カイはそう言って腕時計で時間を確認した。


「もうこんな時間か…。流石に日が暮れちまうな。仕方ない今日は温泉旅館で一晩過ごすか。」


「え!?ほんとに!温泉に入れるの?」


僕は温泉旅館という言葉に食いついた。


「ん?ああ。でもあんまり期待するなよ。大した規模の温泉じゃないから。」


「せっかく着替えたのに汗でベタベタで気持ち悪かったんだよー!」


僕は笑顔でカイに言った。


「なんかミチ。さっきからすごい嬉しそうだな。」


「うん!そうだよ?」


僕はそう答えたが、カイは何となくわからないなぁ。という表情で言った。


「そ、そっか。」


そして、ボソリと呟く。「なんだかさっきからニコニコし過ぎて怖いんだよなぁ…。まるで人が変わったみたいだ。」


「なんか言った?」


「え、な、何にもないよ!」


「そう。それならいいけどさ。

じゃ!行こっ!」


いつもならカイに文句をいう所だけど、今回は聞き流してあげた。自分でも驚くほど今の僕は何故が機嫌がいいみたいだ。


どうしてだろ?


カイも先ほどまでの僕の態度と、今の僕の態度が随分変わった事に困惑している様子だ。


「これが、…格の……か。」


その時、カイが何か言ったみたいだったけどあんまり聞こえなかった。



陽光デパートから出ると、もう夕日が辺りを照らしていた。


夕焼けのオレンジ色の光が辺りを照らし、多くのものがその光に照らされている。


無人の街に二人っきり。かつて人通りがそれなりにあっただろうこの場所はもう誰のものでも無い。誰もいない。

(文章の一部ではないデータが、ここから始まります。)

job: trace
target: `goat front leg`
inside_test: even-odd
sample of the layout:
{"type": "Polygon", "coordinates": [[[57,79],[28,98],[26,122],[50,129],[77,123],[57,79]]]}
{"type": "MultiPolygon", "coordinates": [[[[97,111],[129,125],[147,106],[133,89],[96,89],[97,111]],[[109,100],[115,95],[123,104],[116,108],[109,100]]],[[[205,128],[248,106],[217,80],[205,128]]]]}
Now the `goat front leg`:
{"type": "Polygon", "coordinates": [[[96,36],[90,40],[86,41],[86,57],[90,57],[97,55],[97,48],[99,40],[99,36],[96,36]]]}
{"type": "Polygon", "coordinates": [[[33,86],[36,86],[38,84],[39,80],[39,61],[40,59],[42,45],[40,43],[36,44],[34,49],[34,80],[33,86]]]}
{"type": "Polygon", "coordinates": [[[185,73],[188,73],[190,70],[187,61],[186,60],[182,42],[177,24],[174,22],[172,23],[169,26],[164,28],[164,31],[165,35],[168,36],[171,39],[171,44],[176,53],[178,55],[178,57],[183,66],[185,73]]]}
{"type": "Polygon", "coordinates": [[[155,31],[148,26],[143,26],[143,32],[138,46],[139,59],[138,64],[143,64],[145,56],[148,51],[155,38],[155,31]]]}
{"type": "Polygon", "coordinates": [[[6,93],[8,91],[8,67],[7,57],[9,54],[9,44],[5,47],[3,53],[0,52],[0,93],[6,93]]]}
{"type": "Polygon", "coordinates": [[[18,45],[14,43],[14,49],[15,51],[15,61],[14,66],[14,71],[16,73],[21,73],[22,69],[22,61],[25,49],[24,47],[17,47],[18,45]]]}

誰も並ぶ事のないバス停の時刻表が長い影を作っていた。


「何で夕焼けって寂しく感じるのかな…。」


「さぁ?夜が終わりだとすると終わりに近づいて来ているからじゃないか?それに、こんな廃墟だしな。終わりって言うものは得てして寂しく感じる物なのさ。」


「そっか。そうかもね。」


僕は遠くに映る夕日を眺めた。



「どうして、僕はここにいるんだろう?

何か意味があってここにいるのかな?」


僕がボソリと呟くとカイは少し黙った。


「…」


そして、カイは僕の方を見ずに下を向いて話し出す。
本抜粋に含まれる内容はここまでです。